Why make a move at all? It's not like RHEL 8.6 is going to fall apart on you. That's true, but the latest RHEL does come with bigger, better security features. And, unless you've been hiding your head in the sand for the last few years, you know security attacks are happening more than ever.
RHEL identity access management (IAM) now incorporates new Ansible, Red Hat's DevOps program, tooling to configure smart card authentication across their entire business.
RHEL also now supports third-party IAM services. These include Amazon Web Services (AWS), Microsoft Azure, Google Cloud Platform, and others. Of course, RHEL has long supported Active Directory (AD) as a third-party IAM resource.
Red Hat is also improving its Software Bill of Materials (SBOM) with Secure Software Supply Chain methodologies. Red Hat did this by adopting Sigstore, the well-regarded open-source software signing service for its build pipelines and tools. This makes RHEL and the programs built within it much more trustworthy.
In addition, RHEL's Network Security Services (NSS) libraries now require all RSA secure keys to be at least 1023 bits. This, perforce, makes all your encrypted keys stronger.

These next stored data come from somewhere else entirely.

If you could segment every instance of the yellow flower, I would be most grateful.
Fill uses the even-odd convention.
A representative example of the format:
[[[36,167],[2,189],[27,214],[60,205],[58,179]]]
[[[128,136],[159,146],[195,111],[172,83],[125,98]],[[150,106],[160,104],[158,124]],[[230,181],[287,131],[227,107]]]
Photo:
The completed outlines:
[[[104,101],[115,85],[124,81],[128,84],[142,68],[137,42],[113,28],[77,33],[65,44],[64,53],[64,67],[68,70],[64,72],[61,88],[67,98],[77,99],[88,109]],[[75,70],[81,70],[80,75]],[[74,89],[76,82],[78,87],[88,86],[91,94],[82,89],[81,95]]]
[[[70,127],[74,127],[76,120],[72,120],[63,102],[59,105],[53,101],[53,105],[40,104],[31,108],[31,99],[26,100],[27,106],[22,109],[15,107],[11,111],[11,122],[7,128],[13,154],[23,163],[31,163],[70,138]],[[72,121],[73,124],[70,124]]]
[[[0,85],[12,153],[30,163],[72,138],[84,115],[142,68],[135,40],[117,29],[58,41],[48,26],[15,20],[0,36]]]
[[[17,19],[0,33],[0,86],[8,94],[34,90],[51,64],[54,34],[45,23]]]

Beyond these, and other minor, security fixes, RHEL has also moved to a new Linux kernel. It now runs with the 4.18.0-425 kernel version.
Of course, the new RHEL also includes the latest coding tools, container tools, computer languages, compilers, open-source databases, and web and cache servers. It wouldn't be an RHEL release without them. These include:
GCC-toolset 12, and the GCC 12 compiler.
New Rust-toolset, LLVM-toolset, and Go-toolset updates.
Ruby 3.1, Maven 3.8. .NET 7, and Node.js 18.
Mercurial 6.2, the newest Mercurial distributed source control management tool.
RHEL also includes Application Streams. With each of these, your programmers can use different versions of software. This allows the user to use whichever version best suits their needs. These user-space components are delivered and updated more frequently than the core operating system packages.
Taken all-in-all, RHEL 8.7 is an impressive step forward for RHEL users. I'd give serious consideration to moving to it sooner rather than later. The Sigstore support alone makes it a top upgrade priority in my book.